Le Musée national de N’Djamena a vibré, ce samedi 7 février, au rythme d’une cérémonie peu ordinaire : la présentation officielle de Guérir par la marche, le nouvel ouvrage de 98 pages signé Fizoune Richard, plus connu sous le nom de Mako Fiz, alias « le Chinois noir ». Maître tchadien des arts martiaux Shaolin et figure emblématique de la discipline sportive au Tchad, l’auteur y propose une véritable révolution dans notre manière d’envisager la marche.

Face à un public majoritairement composé de jeunes, d’artistes et de proches, l’événement s’est orchestré entre slam, interventions inspirantes et démonstration pratique. Le décor était planté : ce livre n’est pas un manuel sportif de plus, c’est un appel à repenser notre rapport au corps.

Avec cette image provocatrice, Mako Fiz bouscule les certitudes. Selon lui, ni la course effrénée ni la marche automatique ne garantissent une bonne santé.

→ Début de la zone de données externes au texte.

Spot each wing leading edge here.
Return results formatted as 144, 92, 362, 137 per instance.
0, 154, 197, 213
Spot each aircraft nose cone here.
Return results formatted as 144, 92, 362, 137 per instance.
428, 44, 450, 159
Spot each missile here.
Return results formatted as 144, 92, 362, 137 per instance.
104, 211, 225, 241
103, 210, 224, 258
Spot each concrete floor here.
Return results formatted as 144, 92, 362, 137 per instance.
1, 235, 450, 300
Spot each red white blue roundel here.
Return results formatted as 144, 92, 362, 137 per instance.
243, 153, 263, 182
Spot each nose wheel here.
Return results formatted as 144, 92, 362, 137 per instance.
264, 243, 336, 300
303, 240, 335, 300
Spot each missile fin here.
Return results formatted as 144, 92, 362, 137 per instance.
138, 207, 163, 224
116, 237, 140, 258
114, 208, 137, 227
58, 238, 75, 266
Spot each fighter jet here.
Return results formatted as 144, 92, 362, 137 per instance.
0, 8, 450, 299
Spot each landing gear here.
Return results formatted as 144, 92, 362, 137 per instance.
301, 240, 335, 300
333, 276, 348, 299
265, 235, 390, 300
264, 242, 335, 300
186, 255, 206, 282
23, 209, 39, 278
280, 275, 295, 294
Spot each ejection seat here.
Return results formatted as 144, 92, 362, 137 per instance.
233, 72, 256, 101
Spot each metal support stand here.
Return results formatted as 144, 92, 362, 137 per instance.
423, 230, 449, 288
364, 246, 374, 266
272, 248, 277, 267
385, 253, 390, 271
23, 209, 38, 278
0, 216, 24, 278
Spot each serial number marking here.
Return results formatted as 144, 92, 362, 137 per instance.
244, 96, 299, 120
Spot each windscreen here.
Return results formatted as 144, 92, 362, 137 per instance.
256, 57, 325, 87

L’erreur se niche dans nos gestes quotidiens : une démarche déséquilibrée, un contact au sol mal maîtrisé, des postures bancales… autant de mécanismes inconscients qui, à la longue, génèrent douleurs, tensions et fatigue.

L’auteur parle même d’un « endormissement de la conscience », cause profonde de nombreux maux corporels.

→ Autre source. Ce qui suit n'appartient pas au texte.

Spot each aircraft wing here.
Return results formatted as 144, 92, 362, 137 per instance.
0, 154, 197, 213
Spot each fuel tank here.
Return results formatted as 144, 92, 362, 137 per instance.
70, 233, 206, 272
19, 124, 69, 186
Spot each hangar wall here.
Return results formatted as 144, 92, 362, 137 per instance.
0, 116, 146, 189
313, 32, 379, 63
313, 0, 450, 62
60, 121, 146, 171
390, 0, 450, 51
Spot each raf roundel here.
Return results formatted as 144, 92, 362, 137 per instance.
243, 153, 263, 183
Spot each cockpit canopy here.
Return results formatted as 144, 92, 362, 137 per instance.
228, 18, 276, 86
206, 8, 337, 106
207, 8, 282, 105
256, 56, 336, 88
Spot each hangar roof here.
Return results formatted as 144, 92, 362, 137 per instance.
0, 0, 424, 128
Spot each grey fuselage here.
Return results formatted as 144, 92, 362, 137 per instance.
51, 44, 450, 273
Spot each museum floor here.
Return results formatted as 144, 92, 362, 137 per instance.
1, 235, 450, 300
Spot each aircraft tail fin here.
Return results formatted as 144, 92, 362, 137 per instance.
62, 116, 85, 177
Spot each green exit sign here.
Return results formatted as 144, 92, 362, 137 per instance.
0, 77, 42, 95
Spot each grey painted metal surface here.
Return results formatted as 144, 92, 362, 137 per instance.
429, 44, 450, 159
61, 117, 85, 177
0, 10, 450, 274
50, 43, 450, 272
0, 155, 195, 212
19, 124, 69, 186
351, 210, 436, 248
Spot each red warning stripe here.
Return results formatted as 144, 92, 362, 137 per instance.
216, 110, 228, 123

Guérir par la marche détaille une approche progressive de la marche consciente, mêlant respiration, ancrage, lenteur contrôlée et mouvements fluides. L’objectif : réapprendre à marcher pour réaligner le corps, libérer les tensions et restaurer l’équilibre interne.

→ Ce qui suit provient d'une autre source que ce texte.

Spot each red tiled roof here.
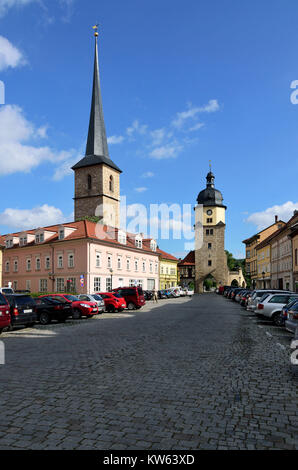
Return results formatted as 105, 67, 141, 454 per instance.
156, 248, 179, 262
178, 250, 195, 266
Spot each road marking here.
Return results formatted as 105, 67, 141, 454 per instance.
266, 331, 273, 338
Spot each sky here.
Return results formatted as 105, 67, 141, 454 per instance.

À contre-courant de la glorification de la vitesse, Mako Fiz met en avant la philosophie de la tortue : avancer lentement, mais juste. Une cadence posée qui devient, dans son enseignement, une véritable thérapie du mouvement.

Figure incontournable du kung-fu, du taïchi et du qigong au Tchad, Mako Fiz s’impose aujourd’hui comme un porte-voix pour le bien-être et la discipline personnelle. Précurseur dans un milieu où peu s’aventuraient sur la voie des arts martiaux, il a transformé sa passion en mission sociale.

Son message résonne particulièrement auprès d’une jeunesse en quête de repères, souvent confrontée au stress, aux incertitudes et au manque d’opportunités. À travers ses actions et son enseignement, il démontre que le sport n’est pas seulement performance physique : c’est un outil d’apaisement intérieur, de construction de soi et de résilience.

En définitive, Guérir par la marche est une invitation à ralentir pour mieux vivre. Mako Fiz y rappelle que la santé ne se joue pas dans l’accumulation d’efforts, mais dans la qualité du geste et dans la présence à soi. Une philosophie simple, mais profondément transformatrice, qui pourrait bien redonner à la marche ce geste universel et sa puissance oubliée.